O objetivo é criar um enquadramento legal para as pessoas que não possuem nacionalidade e se encontram num "limbo jurídico".

Em 2024, foram registados 149 casos de apátridas em Portugal, uma condição complexa que se aplica a quem perdeu a nacionalidade de origem, é oriundo de países extintos ou nunca foi cidadão de outro país. A principal iniciativa em discussão, subscrita por toda a bancada do PSD, propõe a atribuição de uma autorização de residência temporária e o acesso à nacionalidade portuguesa após quatro anos de residência legal.

Este prazo começaria a contar a partir do momento da entrega do requerimento.

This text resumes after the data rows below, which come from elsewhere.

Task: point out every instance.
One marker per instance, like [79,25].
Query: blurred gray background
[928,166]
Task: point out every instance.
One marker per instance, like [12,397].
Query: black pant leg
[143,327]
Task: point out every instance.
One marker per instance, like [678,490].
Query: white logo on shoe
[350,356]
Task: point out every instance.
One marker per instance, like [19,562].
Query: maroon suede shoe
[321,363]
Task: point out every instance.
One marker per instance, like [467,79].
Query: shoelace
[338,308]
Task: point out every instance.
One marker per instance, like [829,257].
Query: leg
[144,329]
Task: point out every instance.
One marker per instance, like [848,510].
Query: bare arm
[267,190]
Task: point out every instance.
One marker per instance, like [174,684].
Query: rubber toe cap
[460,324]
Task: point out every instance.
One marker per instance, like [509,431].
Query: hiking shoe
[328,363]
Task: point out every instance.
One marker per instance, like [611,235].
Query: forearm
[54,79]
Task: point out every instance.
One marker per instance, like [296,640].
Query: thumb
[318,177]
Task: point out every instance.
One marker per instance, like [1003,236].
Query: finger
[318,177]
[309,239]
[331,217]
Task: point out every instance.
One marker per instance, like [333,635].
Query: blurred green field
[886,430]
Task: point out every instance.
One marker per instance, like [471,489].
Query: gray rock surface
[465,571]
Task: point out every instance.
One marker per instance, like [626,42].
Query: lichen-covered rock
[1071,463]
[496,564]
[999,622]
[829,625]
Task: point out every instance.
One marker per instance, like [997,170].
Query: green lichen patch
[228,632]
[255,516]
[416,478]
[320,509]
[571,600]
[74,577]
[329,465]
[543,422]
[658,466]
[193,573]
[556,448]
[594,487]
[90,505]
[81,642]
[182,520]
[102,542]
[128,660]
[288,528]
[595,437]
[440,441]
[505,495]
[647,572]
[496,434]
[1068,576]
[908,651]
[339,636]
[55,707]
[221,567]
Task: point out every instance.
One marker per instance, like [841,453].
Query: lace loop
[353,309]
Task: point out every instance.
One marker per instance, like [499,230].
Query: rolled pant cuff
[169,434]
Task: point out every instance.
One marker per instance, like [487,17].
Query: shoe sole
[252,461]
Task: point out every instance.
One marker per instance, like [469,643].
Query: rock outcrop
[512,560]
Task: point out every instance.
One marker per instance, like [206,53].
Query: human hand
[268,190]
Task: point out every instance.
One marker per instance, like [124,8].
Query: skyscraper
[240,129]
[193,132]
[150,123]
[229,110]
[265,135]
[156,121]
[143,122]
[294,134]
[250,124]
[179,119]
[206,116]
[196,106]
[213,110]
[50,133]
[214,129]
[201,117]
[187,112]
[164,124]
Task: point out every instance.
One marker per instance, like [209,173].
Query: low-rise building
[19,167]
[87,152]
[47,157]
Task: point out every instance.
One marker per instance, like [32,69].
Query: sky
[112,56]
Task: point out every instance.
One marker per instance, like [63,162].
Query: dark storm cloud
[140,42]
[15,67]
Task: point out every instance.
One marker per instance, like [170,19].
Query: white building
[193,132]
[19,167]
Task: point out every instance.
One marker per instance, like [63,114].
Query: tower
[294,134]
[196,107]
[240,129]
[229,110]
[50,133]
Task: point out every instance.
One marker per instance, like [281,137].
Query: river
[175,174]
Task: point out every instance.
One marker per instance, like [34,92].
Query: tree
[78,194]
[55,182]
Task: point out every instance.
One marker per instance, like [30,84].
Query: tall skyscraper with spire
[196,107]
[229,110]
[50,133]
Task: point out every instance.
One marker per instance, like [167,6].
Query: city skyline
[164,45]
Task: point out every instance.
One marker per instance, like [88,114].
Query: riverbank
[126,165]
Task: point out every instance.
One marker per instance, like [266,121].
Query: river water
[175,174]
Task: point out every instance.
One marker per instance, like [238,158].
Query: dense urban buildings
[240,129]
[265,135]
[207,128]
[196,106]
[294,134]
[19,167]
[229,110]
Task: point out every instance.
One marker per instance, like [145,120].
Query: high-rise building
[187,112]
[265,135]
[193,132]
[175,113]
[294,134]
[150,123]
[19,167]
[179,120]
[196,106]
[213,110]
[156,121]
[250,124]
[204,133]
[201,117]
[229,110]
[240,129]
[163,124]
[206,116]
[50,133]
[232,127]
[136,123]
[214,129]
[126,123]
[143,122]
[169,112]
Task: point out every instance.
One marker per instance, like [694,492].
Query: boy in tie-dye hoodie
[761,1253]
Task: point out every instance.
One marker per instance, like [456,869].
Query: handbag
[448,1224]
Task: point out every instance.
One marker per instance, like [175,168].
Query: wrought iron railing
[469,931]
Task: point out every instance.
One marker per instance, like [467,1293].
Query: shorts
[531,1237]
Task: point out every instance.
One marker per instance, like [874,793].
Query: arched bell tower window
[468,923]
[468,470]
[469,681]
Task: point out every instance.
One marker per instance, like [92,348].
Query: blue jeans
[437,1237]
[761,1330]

Segundo o deputado António Rodrigues (PSD), o projeto é "simples e despido de ideologia", procurando apenas "regular a vulnerabilidade das pessoas", cumprindo as obrigações de Portugal perante convenções internacionais.

O diploma do PSD define a Agência para a Integração, Migrações e Asilo (AIMA) como a entidade responsável pela apreciação dos casos.

O PS também apresentou um projeto de lei sobre o tema, que prevê a concessão de uma autorização de residência provisória de seis meses aos requerentes enquanto o processo decorre. Após o reconhecimento do estatuto, os socialistas propõem a criação de uma autorização de residência específica para apátridas, com validade de dois anos e renovável por períodos iguais, distinguindo-se da designação de "autorização de residência temporária" usada pelo PSD. Por sua vez, o partido Livre avança com uma proposta de alteração ao estatuto de apátrida que já se encontra em vigor desde 2023, por sua iniciativa. A alteração alinha-se com as outras propostas ao prever um prazo de quatro anos de residência para o acesso à nacionalidade e a atribuição de uma "autorização de residência provisória" de seis meses aos requerentes.